Le petit jour pointe son nez, j'aperçois le soleil qui se fait une place à l'Est de l'horizon. Il ne fait pas froid, je sens une douce brise matinale faire voleter mes cheveux, caresser mon torse nu et chatouiller mes orteils à travers l'herbe tendre. Ca n'a pas de sens. Je suis dans le parc, encore en pyjama, pieds nus. Autour de moi, une foule d'élève est amassée et me pointe du doigt. J'y reconnais Potter, Granger, la totalité des enfants Weasley et même Pansy. Mêlé parmi les moqueurs, Blaise secoue la tête d'un air désolé, sans cesser de me fixer. Je commence à paniquer, mon coeur bat de plus en plus vite. Serais-je devenu sommnabule ? Est-ce qu'on m'a joué un mauvais tour et trainé dans le parc alors que j'étais encore plongé dans mon sommeil ? Impossible d'en savoir plus. Tout ce que je comprends, c'est que je vais asséner des coups de baguette partout autours de moi, jusqu'à ce que les rires déchainés s'arrêtent. Ma baguette ? Je ne l'ai pas. Ca ne me ressemble pas, je ne sors jamais sans, même pour aller pisser...
Soudain, une petite fille se fraye un chemin à travers la foule. C'est Julia. Elle est en uniforme, comme toujours, mais ne porte ni de chaussures ni de veste, comme lorsqu'elle se perche sur la tour d'astronomie pour observer l'orage. Elle aussi a l'air paniqué, mais quelque chose me fait dire que c'est plus pour moi que pour elle. Elle a l'air encore plus jeune que d'habitude. Sans dire un mot (de toute façon sa toute petite voix ne serait pas parvenue jusqu'à mes oreilles, dans tout ce brouhaha), elle m'attrape par la main et me tire vers le château. Elle se met à courir, très vite, et je lui emboite le pas sans poser de question. Je ne veux pas lâcher sa main. Je sais qu'il ne faut surtout pas que je lâche sa main, sinon je vais tomber, je le sens. Mais tomber où, je suis dans les couloirs ? Sans que je m'en sois aperçue, Julia m'a trainé jusque dans la tour Gryffondor. Qu'est-ce qu'on fait là ? Et comment connait-elle le mot de passe ?

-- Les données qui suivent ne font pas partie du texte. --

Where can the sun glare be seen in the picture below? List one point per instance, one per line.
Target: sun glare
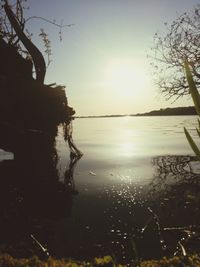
(125, 78)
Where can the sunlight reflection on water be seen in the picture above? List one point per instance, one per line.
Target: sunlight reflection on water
(128, 164)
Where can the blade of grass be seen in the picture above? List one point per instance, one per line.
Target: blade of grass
(193, 89)
(192, 143)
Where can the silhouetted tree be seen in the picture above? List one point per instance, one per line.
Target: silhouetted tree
(181, 41)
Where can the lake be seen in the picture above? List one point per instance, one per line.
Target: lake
(137, 177)
(134, 194)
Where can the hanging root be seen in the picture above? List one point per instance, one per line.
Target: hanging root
(68, 129)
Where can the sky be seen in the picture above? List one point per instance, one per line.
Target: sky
(102, 58)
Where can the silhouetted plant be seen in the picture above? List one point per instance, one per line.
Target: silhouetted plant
(196, 99)
(181, 40)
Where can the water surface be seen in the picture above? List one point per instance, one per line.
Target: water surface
(133, 169)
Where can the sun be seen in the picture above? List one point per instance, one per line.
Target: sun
(125, 78)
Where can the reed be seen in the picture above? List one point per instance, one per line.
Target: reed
(196, 99)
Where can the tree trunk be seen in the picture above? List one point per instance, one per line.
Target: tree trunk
(37, 57)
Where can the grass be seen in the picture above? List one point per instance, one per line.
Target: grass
(106, 261)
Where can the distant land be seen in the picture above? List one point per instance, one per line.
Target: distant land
(178, 111)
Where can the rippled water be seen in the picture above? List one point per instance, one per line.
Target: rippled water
(134, 170)
(134, 194)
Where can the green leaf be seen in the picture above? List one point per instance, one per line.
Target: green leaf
(192, 143)
(193, 89)
(198, 131)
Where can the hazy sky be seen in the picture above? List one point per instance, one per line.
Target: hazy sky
(102, 59)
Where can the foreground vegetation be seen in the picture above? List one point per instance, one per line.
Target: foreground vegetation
(184, 261)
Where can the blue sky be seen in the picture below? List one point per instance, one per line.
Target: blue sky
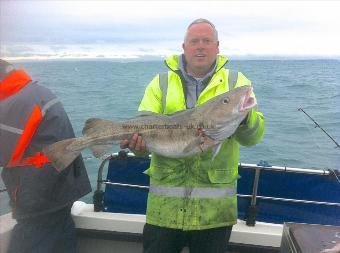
(132, 29)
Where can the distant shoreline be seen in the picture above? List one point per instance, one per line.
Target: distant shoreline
(161, 58)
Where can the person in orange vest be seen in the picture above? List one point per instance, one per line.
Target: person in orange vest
(31, 118)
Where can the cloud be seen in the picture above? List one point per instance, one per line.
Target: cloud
(90, 27)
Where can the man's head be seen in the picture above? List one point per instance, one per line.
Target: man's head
(5, 69)
(200, 47)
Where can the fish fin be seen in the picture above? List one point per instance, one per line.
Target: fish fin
(216, 150)
(59, 154)
(100, 150)
(95, 125)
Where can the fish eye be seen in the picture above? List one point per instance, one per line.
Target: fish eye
(226, 101)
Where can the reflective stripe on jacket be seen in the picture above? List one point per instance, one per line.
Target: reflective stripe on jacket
(32, 117)
(197, 192)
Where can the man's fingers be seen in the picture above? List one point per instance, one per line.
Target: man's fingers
(133, 141)
(139, 144)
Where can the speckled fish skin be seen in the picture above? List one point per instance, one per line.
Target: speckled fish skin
(178, 135)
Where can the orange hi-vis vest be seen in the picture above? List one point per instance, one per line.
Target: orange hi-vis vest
(9, 87)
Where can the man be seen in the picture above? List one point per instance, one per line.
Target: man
(41, 198)
(175, 216)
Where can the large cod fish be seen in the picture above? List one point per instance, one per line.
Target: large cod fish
(178, 135)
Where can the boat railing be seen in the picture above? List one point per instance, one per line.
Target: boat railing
(254, 197)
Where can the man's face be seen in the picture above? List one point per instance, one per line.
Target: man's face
(200, 49)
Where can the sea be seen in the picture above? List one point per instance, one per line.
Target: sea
(112, 89)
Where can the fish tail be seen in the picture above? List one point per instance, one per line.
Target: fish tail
(60, 154)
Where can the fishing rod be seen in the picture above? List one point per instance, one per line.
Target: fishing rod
(317, 125)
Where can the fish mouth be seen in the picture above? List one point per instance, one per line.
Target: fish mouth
(248, 102)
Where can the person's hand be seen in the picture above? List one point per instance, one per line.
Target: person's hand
(136, 144)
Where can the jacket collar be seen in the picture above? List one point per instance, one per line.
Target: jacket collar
(13, 83)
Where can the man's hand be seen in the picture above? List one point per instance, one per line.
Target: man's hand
(136, 144)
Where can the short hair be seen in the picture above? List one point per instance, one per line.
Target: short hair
(5, 69)
(199, 21)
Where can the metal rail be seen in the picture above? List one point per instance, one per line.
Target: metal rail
(253, 196)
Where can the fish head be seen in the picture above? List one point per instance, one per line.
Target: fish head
(225, 112)
(238, 101)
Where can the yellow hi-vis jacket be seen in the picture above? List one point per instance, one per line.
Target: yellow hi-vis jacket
(197, 192)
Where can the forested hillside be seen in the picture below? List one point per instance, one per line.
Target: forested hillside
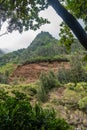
(44, 46)
(1, 53)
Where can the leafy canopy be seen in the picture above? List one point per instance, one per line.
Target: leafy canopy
(24, 14)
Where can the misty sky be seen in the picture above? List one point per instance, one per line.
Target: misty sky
(15, 40)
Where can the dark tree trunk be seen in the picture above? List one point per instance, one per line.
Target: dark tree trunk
(71, 21)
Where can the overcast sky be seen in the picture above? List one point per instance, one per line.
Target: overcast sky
(15, 40)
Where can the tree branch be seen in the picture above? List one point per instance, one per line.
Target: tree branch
(3, 34)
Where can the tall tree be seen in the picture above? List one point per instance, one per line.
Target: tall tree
(24, 14)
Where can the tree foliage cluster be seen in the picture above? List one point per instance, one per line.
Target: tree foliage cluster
(17, 113)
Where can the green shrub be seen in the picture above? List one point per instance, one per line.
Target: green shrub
(83, 103)
(20, 115)
(75, 73)
(41, 94)
(49, 81)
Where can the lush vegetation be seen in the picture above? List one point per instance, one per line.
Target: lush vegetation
(17, 113)
(43, 48)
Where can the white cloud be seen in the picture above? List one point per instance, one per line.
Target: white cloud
(16, 41)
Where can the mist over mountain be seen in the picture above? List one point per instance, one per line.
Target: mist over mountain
(43, 46)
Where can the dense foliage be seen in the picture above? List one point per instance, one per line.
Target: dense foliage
(18, 114)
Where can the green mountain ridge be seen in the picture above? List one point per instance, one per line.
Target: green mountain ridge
(1, 52)
(44, 46)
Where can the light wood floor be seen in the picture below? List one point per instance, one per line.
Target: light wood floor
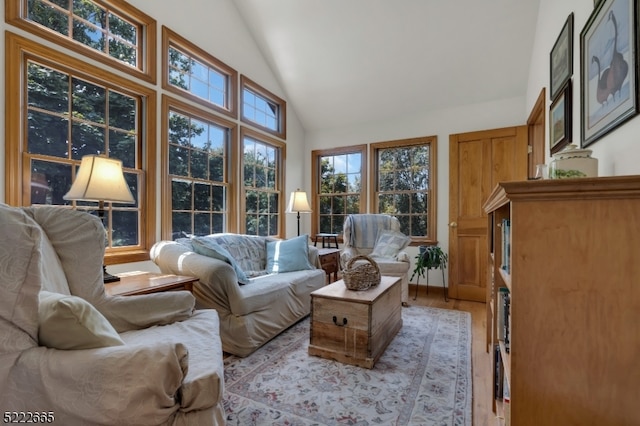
(481, 370)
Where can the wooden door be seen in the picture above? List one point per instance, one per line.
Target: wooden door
(477, 162)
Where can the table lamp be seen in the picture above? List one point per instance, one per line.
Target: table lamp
(298, 203)
(100, 179)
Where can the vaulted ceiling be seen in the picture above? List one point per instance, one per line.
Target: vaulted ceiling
(347, 62)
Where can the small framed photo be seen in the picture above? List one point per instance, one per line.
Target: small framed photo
(561, 59)
(609, 68)
(560, 120)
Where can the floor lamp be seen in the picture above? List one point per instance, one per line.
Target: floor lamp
(298, 203)
(100, 179)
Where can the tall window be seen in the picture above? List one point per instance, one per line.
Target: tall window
(262, 164)
(193, 73)
(263, 109)
(339, 187)
(197, 159)
(405, 184)
(110, 31)
(74, 109)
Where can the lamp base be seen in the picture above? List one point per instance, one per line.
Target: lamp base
(108, 278)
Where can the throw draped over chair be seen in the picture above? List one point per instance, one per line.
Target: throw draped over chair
(378, 236)
(83, 357)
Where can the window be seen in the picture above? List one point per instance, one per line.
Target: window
(196, 158)
(109, 31)
(263, 109)
(190, 72)
(405, 184)
(74, 109)
(339, 186)
(262, 164)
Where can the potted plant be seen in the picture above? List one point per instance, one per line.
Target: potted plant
(430, 257)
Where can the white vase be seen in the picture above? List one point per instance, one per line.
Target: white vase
(572, 162)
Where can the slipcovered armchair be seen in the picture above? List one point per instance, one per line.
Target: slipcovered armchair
(85, 358)
(378, 236)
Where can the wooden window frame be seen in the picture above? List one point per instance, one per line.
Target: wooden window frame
(172, 104)
(315, 176)
(18, 51)
(280, 177)
(432, 141)
(247, 83)
(171, 38)
(15, 14)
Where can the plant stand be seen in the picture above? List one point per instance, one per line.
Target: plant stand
(444, 287)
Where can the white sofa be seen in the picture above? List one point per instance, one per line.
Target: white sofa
(260, 308)
(68, 349)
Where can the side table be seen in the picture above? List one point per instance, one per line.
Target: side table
(136, 283)
(330, 262)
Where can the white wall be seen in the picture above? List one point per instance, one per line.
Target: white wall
(618, 152)
(217, 28)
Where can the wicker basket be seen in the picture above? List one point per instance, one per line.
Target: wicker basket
(362, 276)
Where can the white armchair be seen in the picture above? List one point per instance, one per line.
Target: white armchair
(68, 349)
(378, 236)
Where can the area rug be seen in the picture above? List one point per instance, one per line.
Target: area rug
(423, 378)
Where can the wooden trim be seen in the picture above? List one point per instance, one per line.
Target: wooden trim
(432, 141)
(15, 11)
(315, 179)
(247, 82)
(536, 131)
(169, 38)
(18, 50)
(171, 104)
(280, 176)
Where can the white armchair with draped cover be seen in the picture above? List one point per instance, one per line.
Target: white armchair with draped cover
(379, 237)
(82, 357)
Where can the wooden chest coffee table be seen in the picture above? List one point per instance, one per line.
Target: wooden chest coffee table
(355, 327)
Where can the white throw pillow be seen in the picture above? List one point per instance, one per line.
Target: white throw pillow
(70, 322)
(389, 244)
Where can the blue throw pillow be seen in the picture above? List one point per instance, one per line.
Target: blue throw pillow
(288, 255)
(207, 247)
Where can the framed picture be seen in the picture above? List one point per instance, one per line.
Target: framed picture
(561, 59)
(560, 120)
(609, 68)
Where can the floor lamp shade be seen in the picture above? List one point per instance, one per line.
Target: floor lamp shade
(298, 203)
(100, 179)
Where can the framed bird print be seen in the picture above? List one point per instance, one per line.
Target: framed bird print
(609, 68)
(561, 59)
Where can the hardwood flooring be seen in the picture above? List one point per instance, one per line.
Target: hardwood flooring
(481, 368)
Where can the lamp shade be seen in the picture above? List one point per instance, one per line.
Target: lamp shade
(100, 179)
(298, 202)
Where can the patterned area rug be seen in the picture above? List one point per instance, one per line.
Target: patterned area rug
(423, 378)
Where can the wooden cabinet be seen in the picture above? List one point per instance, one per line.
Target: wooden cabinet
(573, 278)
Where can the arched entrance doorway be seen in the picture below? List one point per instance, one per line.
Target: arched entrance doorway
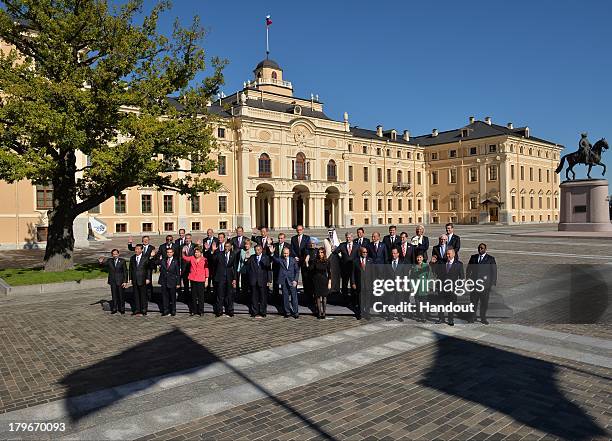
(332, 207)
(300, 206)
(264, 206)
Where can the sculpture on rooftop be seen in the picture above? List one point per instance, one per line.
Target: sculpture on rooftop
(586, 154)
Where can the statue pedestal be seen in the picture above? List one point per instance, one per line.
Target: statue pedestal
(584, 206)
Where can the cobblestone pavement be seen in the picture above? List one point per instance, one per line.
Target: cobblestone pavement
(536, 376)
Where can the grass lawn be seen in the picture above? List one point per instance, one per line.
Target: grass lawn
(35, 276)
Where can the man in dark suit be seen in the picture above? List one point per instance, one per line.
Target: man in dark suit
(391, 240)
(482, 266)
(377, 250)
(453, 241)
(287, 278)
(361, 270)
(406, 250)
(169, 244)
(361, 240)
(139, 276)
(169, 279)
(207, 246)
(258, 267)
(188, 249)
(299, 245)
(117, 279)
(451, 270)
(276, 252)
(180, 242)
(225, 264)
(440, 250)
(147, 248)
(238, 240)
(348, 253)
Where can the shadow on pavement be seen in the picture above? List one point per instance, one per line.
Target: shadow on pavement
(524, 388)
(142, 366)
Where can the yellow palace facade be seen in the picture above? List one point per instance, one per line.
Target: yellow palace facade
(283, 162)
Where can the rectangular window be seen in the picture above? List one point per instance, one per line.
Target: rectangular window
(434, 178)
(492, 173)
(473, 203)
(473, 174)
(120, 203)
(195, 204)
(168, 203)
(222, 204)
(146, 203)
(222, 165)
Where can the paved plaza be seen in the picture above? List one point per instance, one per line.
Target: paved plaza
(541, 374)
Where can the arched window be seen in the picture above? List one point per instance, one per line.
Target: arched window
(331, 170)
(265, 166)
(299, 167)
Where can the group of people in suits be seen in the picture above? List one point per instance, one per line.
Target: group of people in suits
(244, 269)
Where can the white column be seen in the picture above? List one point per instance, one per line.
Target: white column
(253, 213)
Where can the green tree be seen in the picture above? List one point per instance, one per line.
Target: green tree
(91, 78)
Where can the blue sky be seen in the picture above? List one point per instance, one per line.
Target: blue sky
(420, 65)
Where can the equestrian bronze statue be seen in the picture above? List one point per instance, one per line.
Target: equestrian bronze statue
(587, 154)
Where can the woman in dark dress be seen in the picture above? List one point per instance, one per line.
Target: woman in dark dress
(321, 280)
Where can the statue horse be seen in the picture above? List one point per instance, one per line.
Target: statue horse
(579, 158)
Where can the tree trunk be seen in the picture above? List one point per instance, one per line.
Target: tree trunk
(60, 239)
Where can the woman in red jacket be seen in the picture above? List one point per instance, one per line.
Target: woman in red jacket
(198, 275)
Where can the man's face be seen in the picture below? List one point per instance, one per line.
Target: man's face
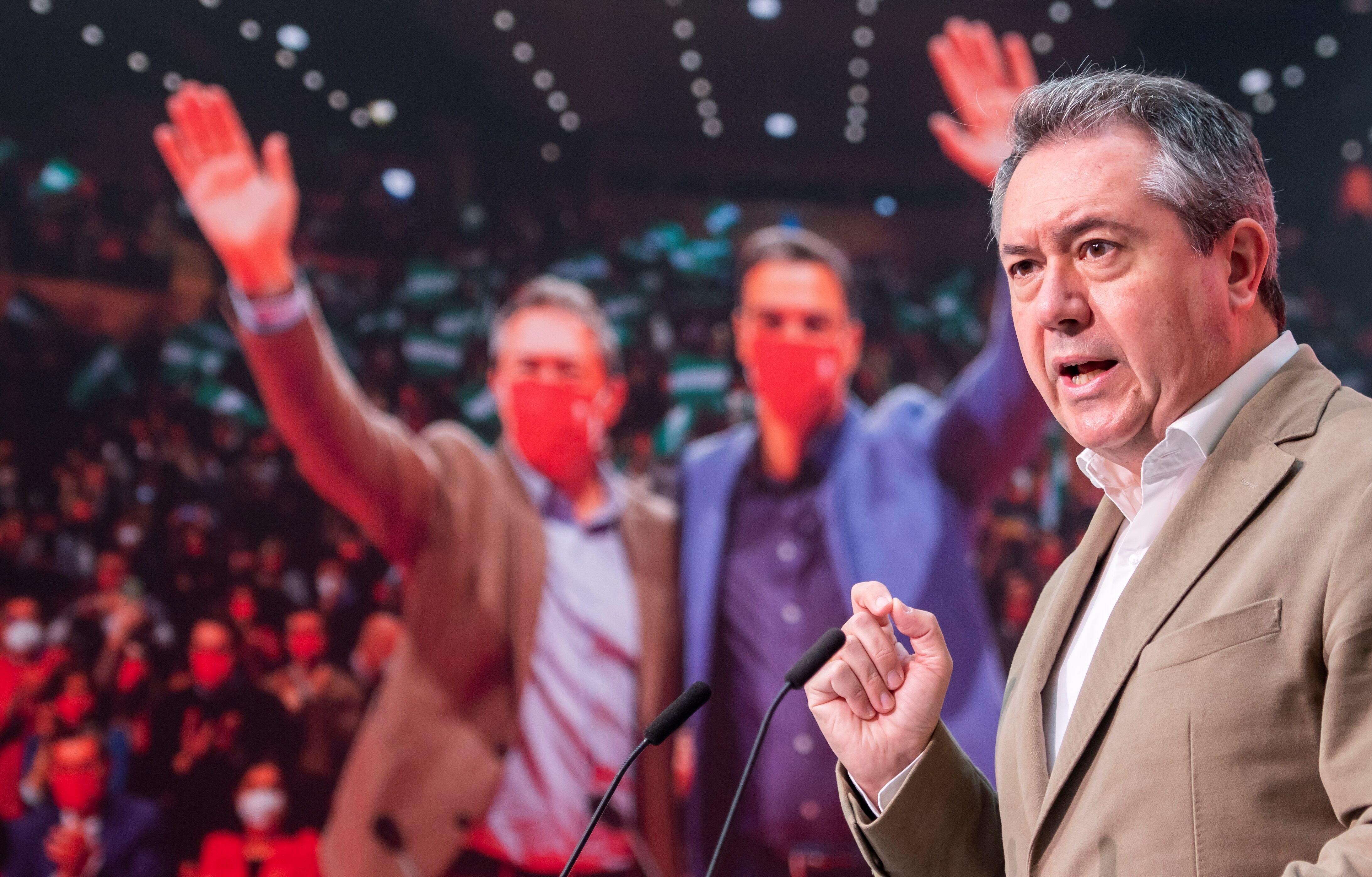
(552, 345)
(1117, 316)
(802, 304)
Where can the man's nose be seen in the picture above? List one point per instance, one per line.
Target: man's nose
(1063, 304)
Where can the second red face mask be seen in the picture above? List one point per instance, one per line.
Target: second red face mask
(798, 382)
(556, 429)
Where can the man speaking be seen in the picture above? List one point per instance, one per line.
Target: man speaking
(1194, 691)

Une fois dans la salle commune, je m'aperçois qu'elle est exactement comme je l'ai toujours immaginée. Un feu gronde dans la cheminée, entourée par tout un tas de fauteuils en piteaux état. Les rideaux, rouge et or, sont déchirés par endroit, et même le jeu d'échec posé sur la table basse est fissuré. Tout à fait le genre de salle miteuse où Potter et son cher valet Weasmoche doivent se sentir comme chez eux. D'ailleurs, leur vraie maison doit certainement ressembler à cela, elle aussi. Julia ouvre alors une énorme armoire usée, et à l'intérieur, je découvre une série d'uniformes de Gryffondor, de toutes les tailles possibles. Je ne bouge pas, ne dis pas mot. Je suis encore sous le choc de ce qui m'est arrivé en bas, maintenant ?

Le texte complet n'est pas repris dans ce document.